I wouldn't care to give a 100% guarantee that asking a real
h/w device to DMA to itself didn't cause it to misbehave :-)
It's more likely to happen-to-work because the DMA engine bit
of a real h/w device is going to be decoupled somewhat from
the respond-to-memory-transactions-for-registers logic, but
it probably wasn't something the designers were actively
thinking about either...
I think some device want such peer to peer transactions:
https://git.kernel.org/pub/scm/linux/kernel/git/torvalds/linux.git/tree/Documentation/driver-api/pci/p2pdma.rst
That's a device DMAing to another device, not DMAing to *itself*
(device-to-another-device DMA should work fine in QEMU). And only
a very few devices will ever be sensible targets of the DMA --
basically things like nvme that have a looks-like-memory area,
or special cases like doorbell registers.

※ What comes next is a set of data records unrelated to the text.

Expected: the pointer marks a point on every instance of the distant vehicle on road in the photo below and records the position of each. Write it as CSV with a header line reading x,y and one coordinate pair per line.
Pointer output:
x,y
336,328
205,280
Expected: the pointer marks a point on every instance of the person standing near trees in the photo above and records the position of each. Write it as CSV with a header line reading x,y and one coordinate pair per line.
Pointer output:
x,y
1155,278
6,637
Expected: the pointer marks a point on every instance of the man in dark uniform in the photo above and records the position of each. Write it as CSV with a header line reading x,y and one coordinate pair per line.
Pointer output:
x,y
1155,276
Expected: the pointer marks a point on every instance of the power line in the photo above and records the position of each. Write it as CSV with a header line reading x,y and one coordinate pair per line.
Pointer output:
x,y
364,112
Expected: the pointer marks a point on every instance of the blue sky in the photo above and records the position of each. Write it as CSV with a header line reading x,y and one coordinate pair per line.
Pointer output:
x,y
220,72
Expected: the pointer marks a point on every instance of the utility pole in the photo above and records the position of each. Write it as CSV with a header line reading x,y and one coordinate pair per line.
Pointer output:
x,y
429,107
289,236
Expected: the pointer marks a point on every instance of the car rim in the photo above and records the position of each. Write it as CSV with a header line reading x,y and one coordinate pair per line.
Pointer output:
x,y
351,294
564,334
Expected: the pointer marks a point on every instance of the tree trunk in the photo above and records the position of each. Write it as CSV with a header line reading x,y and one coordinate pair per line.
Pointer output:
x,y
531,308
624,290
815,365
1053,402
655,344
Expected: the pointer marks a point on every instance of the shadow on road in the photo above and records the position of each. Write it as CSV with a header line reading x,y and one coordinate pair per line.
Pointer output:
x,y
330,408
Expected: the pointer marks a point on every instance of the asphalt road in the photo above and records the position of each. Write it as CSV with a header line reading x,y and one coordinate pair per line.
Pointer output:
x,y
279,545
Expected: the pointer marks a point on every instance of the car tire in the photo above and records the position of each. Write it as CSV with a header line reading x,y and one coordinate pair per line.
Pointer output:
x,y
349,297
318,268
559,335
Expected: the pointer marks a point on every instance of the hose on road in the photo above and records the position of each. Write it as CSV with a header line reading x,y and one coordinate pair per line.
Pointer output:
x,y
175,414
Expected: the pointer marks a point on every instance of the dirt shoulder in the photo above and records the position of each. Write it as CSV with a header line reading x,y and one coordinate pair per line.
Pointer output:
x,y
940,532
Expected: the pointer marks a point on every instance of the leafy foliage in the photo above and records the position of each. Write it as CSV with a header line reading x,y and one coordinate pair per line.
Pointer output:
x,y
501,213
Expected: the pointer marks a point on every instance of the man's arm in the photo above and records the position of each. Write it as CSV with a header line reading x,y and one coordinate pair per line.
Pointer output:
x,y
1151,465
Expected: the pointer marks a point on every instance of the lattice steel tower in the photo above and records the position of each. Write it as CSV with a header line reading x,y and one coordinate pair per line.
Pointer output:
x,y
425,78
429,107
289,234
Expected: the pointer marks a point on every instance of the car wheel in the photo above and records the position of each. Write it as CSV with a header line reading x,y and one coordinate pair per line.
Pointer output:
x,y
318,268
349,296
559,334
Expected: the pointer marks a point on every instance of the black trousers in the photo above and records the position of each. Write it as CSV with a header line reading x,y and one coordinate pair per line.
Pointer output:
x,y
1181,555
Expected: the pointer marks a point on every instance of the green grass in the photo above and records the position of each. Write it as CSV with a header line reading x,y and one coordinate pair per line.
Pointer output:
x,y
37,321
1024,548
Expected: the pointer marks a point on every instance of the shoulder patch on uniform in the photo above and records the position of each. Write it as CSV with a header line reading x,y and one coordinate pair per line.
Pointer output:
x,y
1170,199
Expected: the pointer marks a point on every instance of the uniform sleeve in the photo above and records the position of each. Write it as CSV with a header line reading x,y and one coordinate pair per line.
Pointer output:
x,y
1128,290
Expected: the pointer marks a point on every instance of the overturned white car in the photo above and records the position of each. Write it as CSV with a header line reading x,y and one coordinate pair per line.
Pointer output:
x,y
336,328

Yeah, this is the interesting part for QEMU. How should we
structure devices that do DMA so that we can be sure that
the device emulation at least doesn't crash? We could have
a rule that all devices that do DMA must always postpone
all of that DMA to a bottom-half, but that's a lot of
refactoring of a lot of device code...
It looks to me the issue happens only for device with loopback
I think in principle we have a problem for any device that
(a) has memory mapped registers and (b) does DMA reads
whose address is guest-controlled. Loopback isn't a
requirement -- if the guest programs, say, an RX descriptor
base address to point at the device's own registers, you
get exactly the same kind of unexpected-reentrancy.